Müdafi, şüpheli veya sanıkla hiçbir engel­leme olmaksızın temas kurabilmelidir. Müdafiin, şüpheli veya sanıkla kuracağı temas herhangi bir zaman sınırlamasına tabi tutulamaz, dinlene- mez, kayda alınamaz, vekâletname ibraz etme­sine bağlanamaz.

CMK m. 154 uyarınca da “Şüpheli veya sa­nık, vekâletname aranmaksızın müdafii ile her zaman ve konuşulanları başkalarının duyamaya­cağı bir ortamda görüşebilir. Bu kişilerin müdafii ile yazışmaları denetime tâbi tutulamaz. ”

Kanun Yollarına Başvurma Yetkisi

CMK m. 261’e göre, “Avukat, müdafiliğini veya vekilliğini üstlendiği kişilerin açık arzusuna aykırı olmamak koşuluyla kanun yollarına başvu­rabilir. ”

Müdafiin Ödevleri

Görevini Yerine Getirmesi ve Görevden Yasaklanması

Müdafiin asli görevi müvekkilini savunmak, haklarını korumak, ceza almamasını veya az ceza almasını veyahut lehe kurumların müvek­kili hakkında uygulanmasını sağlamaktır.

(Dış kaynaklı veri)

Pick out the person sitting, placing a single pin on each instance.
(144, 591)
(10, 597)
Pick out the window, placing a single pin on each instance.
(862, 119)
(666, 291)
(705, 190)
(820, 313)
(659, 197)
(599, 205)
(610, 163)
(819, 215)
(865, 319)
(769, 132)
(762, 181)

MÜDAFİİN OBJEKTİF OLMA YÜ­KÜMLÜLÜĞÜ BULUNMAMAKTA­DIR. O, SÜBJEKTİF OLARAK DOĞ­RUDAN DOĞRUYA MÜVEKKİLİNİ SAVUNMAYA ODAKLANIR.

Müdafiin görevini yerine getirmemesi duru­munda seçen kişi onu azledebilir. Müdafii, CMK m. 150’ye göre görevlendirilmiş ise ve duruşma­da hazır bulunmaz veya vakitsiz olarak duruş­madan çekilir veya görevini yerine getirmekten kaçınırsa, hâkim ya da mahkeme derhal başka bir müdafi görevlendirilmesi için gerekli işlemleri yapar (CMK m. 151/1). Bu durumda mahkeme oturuma ara verebileceği gibi oturumun ertelen­mesine de karar verebilir.

Müdafiin vazgeçilemeyen asgari yükümlü­lüklerini yerine getirmemesi, kendisinin hukuksal yükümlülüğünün ağır ihlalidir. Örneğin, mahke­me tarafından atanan müdafiin şüpheli ile temas kurmaya çaba sarf etmemesi, bu anlamda mü­dafiin hukuksal yükümlülüklerinin ağır ihlalidir.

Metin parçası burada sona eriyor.